The spirituality of NA’s was, I gather, land/earth-based. I would suppose many Christians would have trouble with this, which is understandable. However, the modern Druid revival, which is also earth spirit based, does have quite a few Christians in their membership, and not just flaky ones.

w.

Anonymous said...

It is good for us to leave behind all names and depictions of oppressors.

By erasing oppressors from the annals of history, we heal ourselves collectively.

Therefore let us not stand on the way of this healing. Discard all memorabilia of questionable morality.

Bury your surplus guns deep so no one may find them before they have rusted and returned to the Earth from whence they came.
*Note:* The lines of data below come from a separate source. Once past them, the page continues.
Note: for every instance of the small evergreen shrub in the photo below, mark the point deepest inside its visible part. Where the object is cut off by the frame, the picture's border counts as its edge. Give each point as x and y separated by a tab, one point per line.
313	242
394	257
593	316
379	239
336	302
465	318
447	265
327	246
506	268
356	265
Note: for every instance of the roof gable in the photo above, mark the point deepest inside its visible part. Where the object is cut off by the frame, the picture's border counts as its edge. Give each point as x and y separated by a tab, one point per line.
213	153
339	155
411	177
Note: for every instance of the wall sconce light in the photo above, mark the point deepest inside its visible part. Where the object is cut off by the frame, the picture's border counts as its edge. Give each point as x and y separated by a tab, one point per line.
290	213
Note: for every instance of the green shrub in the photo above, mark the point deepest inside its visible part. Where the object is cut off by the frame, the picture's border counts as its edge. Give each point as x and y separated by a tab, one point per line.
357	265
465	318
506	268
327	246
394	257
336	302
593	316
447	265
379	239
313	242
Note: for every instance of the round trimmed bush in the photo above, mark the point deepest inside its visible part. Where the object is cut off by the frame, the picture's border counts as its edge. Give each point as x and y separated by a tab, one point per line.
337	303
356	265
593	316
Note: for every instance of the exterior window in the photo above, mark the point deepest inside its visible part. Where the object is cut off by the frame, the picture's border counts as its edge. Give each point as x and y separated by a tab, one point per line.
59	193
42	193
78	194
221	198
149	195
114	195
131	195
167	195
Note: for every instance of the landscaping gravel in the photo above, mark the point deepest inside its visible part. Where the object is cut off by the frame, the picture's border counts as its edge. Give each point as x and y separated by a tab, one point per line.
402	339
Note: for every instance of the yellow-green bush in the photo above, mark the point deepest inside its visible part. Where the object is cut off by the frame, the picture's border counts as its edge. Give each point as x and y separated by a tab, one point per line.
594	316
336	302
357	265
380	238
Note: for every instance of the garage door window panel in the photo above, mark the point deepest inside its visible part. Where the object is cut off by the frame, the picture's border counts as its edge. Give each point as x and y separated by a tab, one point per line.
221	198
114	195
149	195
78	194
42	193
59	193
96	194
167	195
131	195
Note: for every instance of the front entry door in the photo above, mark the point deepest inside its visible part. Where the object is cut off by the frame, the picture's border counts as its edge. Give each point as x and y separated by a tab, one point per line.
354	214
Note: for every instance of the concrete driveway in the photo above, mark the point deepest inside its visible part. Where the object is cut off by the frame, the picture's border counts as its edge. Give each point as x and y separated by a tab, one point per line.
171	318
Be like a tree in the forest, taking in only pure air, water, and sunlight, and exuding life-giving oxygen and a fresh scent

Let nature be your teacher; She shall set you aright.

Anonymous said...

Since the prevailing notion of who the “oppressor” tends to change over time, maybe best to not have any depictions at all. Let’s do away with history all together while we’re at it.

How many “collective healings” do we have to go thru until we actually get healed? I’m starting to question this collective healing thing ....

I don’t have any surplus guns to bury. I have all the guns I need, no more.

w.

Dougman said...

"The last years of his life, until his death in 1939, Eastman devoted principally to lecturing. In the last analysis, Charles Eastman's most important contribution to American letters is as a writer of autobiography and as a preserver of Sioux Indian legends, myths, and history."

https://biography.yourdictionary.com/charles-a-eastman

Fascinating figure in the Midwestern history.

Anonymous said...

The problem with nature are the predators. And the diseases. And the poisons and hurricanes and gamma ray bursts. So man tries to control nature for the betterment of mankind (plants and animals are on their own).

But then some men, greedy and foul, take control of the controlling and things go kerfluey.

It seems the hard part is knowing who's greedy and foul. "Everybody is!" some cry. "Sooner or later everybody is greedy and foul!"

But everybody has worked, lived, and visited situations that were healthy, happy and prosperous, while also having memories of also having worked, lived, and visited situations that were downright foul. "Man were those different things!" the people say.

So everybody asks: "Why were they so different?"

And then the people set about trying to recreate those conditions. Some become policemen so they can legally beat the crap out of black men. Others dress as school marms with flowered hats, but they're neither teachers nor female. Still others feverishly design AI robots, hoping that we'll make great pets.

Do the Sioux have better answers? Maybe, I dunno. But I do know that acting all Aztec, to always have to conquer for bodies for your insatiable sacrifice god, leads to a merry band of conquistadors arriving to unite all the tormented tribes into burning your capital to the ground. And then they leave with all your gold and women and leave behind a buncha diseases which kills what's left.

It's always something. But there seems to be reasons for this something.